Frieda Kahlo (1907-1954) was a Mexican painter who, along with Rivera, Siqueiros and others, helped to create a new Mexican art that drew upon native traditions.  Seriously hurt in a bus accident at 18, Frieda often painted Iying down. Her portraits and other paintings tell visual stories of pain, torment, nature, and human emotions.

IV. AESTHETIC VALUING

Students reflect on experiences of seeing and making art.  Referring to properties and/or subject matter seen in artworks, they talk with artists, families, and friends and write about:

1.      (Knowledge) Name the colors (shapes, sizes) in this artwork.

2.      (Comprehension) What shapes, texture, subjects do you see?

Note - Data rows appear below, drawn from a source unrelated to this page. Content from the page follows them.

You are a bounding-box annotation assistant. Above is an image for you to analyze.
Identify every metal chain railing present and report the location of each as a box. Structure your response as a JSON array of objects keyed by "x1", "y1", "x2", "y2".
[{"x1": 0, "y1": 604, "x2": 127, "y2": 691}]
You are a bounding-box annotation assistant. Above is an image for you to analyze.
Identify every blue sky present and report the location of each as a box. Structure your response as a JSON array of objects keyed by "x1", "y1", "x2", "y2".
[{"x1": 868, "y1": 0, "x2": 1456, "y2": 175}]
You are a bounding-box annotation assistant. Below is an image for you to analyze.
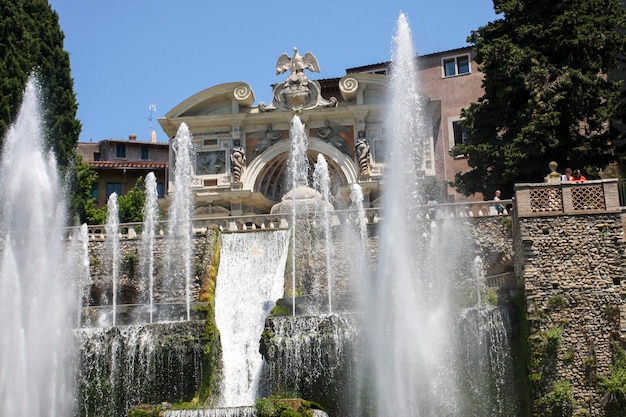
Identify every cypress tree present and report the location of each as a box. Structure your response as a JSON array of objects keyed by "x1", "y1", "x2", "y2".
[
  {"x1": 0, "y1": 0, "x2": 81, "y2": 168},
  {"x1": 452, "y1": 0, "x2": 626, "y2": 195}
]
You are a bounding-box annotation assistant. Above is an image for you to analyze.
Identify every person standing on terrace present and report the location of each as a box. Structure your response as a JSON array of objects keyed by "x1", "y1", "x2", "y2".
[{"x1": 570, "y1": 169, "x2": 587, "y2": 182}]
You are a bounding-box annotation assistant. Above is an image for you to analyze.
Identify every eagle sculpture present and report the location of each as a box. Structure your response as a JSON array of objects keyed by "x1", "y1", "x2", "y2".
[{"x1": 276, "y1": 48, "x2": 320, "y2": 75}]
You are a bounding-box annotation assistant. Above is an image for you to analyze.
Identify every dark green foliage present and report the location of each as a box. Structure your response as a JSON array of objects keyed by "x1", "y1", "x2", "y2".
[
  {"x1": 538, "y1": 380, "x2": 575, "y2": 417},
  {"x1": 598, "y1": 341, "x2": 626, "y2": 417},
  {"x1": 451, "y1": 0, "x2": 626, "y2": 195},
  {"x1": 255, "y1": 398, "x2": 322, "y2": 417},
  {"x1": 128, "y1": 404, "x2": 163, "y2": 417},
  {"x1": 0, "y1": 0, "x2": 81, "y2": 169},
  {"x1": 65, "y1": 155, "x2": 107, "y2": 225}
]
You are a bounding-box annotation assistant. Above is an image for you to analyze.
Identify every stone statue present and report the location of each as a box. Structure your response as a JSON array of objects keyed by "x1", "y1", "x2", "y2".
[
  {"x1": 276, "y1": 48, "x2": 320, "y2": 84},
  {"x1": 354, "y1": 132, "x2": 370, "y2": 175},
  {"x1": 317, "y1": 122, "x2": 350, "y2": 155},
  {"x1": 259, "y1": 48, "x2": 338, "y2": 112},
  {"x1": 230, "y1": 146, "x2": 246, "y2": 182}
]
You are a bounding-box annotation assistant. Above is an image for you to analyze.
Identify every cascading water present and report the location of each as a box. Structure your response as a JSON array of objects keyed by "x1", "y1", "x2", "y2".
[
  {"x1": 76, "y1": 320, "x2": 206, "y2": 417},
  {"x1": 141, "y1": 172, "x2": 159, "y2": 323},
  {"x1": 313, "y1": 153, "x2": 333, "y2": 314},
  {"x1": 215, "y1": 230, "x2": 289, "y2": 407},
  {"x1": 104, "y1": 193, "x2": 120, "y2": 326},
  {"x1": 350, "y1": 183, "x2": 367, "y2": 245},
  {"x1": 0, "y1": 77, "x2": 77, "y2": 417},
  {"x1": 359, "y1": 14, "x2": 516, "y2": 417},
  {"x1": 163, "y1": 123, "x2": 193, "y2": 320},
  {"x1": 64, "y1": 224, "x2": 90, "y2": 327}
]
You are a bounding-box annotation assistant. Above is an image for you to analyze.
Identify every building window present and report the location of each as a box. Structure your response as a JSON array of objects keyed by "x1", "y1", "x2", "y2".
[
  {"x1": 452, "y1": 120, "x2": 469, "y2": 146},
  {"x1": 195, "y1": 151, "x2": 226, "y2": 175},
  {"x1": 89, "y1": 183, "x2": 98, "y2": 202},
  {"x1": 115, "y1": 143, "x2": 126, "y2": 158},
  {"x1": 442, "y1": 55, "x2": 470, "y2": 77},
  {"x1": 139, "y1": 145, "x2": 150, "y2": 161},
  {"x1": 107, "y1": 182, "x2": 122, "y2": 201}
]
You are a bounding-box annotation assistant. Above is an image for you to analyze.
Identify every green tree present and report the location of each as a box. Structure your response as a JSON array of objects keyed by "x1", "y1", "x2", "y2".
[
  {"x1": 452, "y1": 0, "x2": 626, "y2": 195},
  {"x1": 117, "y1": 177, "x2": 146, "y2": 223},
  {"x1": 65, "y1": 155, "x2": 107, "y2": 225},
  {"x1": 0, "y1": 0, "x2": 81, "y2": 168}
]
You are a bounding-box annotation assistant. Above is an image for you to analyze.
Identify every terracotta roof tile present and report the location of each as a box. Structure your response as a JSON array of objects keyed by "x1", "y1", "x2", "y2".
[{"x1": 87, "y1": 161, "x2": 169, "y2": 169}]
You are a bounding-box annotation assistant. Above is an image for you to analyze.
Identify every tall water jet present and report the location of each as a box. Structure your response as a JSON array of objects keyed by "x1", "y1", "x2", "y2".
[
  {"x1": 0, "y1": 77, "x2": 76, "y2": 417},
  {"x1": 215, "y1": 230, "x2": 289, "y2": 407},
  {"x1": 163, "y1": 123, "x2": 193, "y2": 320},
  {"x1": 313, "y1": 153, "x2": 333, "y2": 314},
  {"x1": 287, "y1": 115, "x2": 309, "y2": 316},
  {"x1": 105, "y1": 193, "x2": 120, "y2": 326},
  {"x1": 350, "y1": 183, "x2": 367, "y2": 250},
  {"x1": 141, "y1": 172, "x2": 159, "y2": 323},
  {"x1": 361, "y1": 14, "x2": 458, "y2": 417}
]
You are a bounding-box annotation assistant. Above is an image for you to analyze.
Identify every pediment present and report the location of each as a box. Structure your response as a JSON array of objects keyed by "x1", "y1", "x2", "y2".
[{"x1": 165, "y1": 82, "x2": 254, "y2": 119}]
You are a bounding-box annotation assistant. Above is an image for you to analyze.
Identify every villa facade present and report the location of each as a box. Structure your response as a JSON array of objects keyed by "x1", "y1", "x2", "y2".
[{"x1": 159, "y1": 47, "x2": 483, "y2": 217}]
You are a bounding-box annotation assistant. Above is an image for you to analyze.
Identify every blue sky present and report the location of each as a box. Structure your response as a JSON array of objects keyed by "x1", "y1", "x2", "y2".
[{"x1": 49, "y1": 0, "x2": 497, "y2": 142}]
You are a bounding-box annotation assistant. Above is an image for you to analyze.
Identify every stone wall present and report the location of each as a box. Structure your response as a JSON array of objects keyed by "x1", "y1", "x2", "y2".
[
  {"x1": 84, "y1": 229, "x2": 217, "y2": 305},
  {"x1": 515, "y1": 213, "x2": 626, "y2": 416}
]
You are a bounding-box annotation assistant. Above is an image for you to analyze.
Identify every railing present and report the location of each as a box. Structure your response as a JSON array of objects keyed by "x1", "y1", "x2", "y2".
[
  {"x1": 515, "y1": 179, "x2": 621, "y2": 217},
  {"x1": 67, "y1": 200, "x2": 513, "y2": 240}
]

3.      (Application) What colors (shapes, etc.) in this artwork make you happy or sad?

4.      (Analysis) How would you make this artwork?

5.      (Synthesis) What would be a good title for this artwork? Why?

6.      (Evaluation) Will people like this in one hundred years? Why?

V. CONNECTIONS, RELATIONS, APPLICATIONS

Understanding relationships between the arts and with disciplines outside of the arts.

Students can connect, relate, and apply various types of arts knowledge and skills within the art form, across the arts disciplines (dance, music, theatre and visual arts), and with disciplines outside of the arts.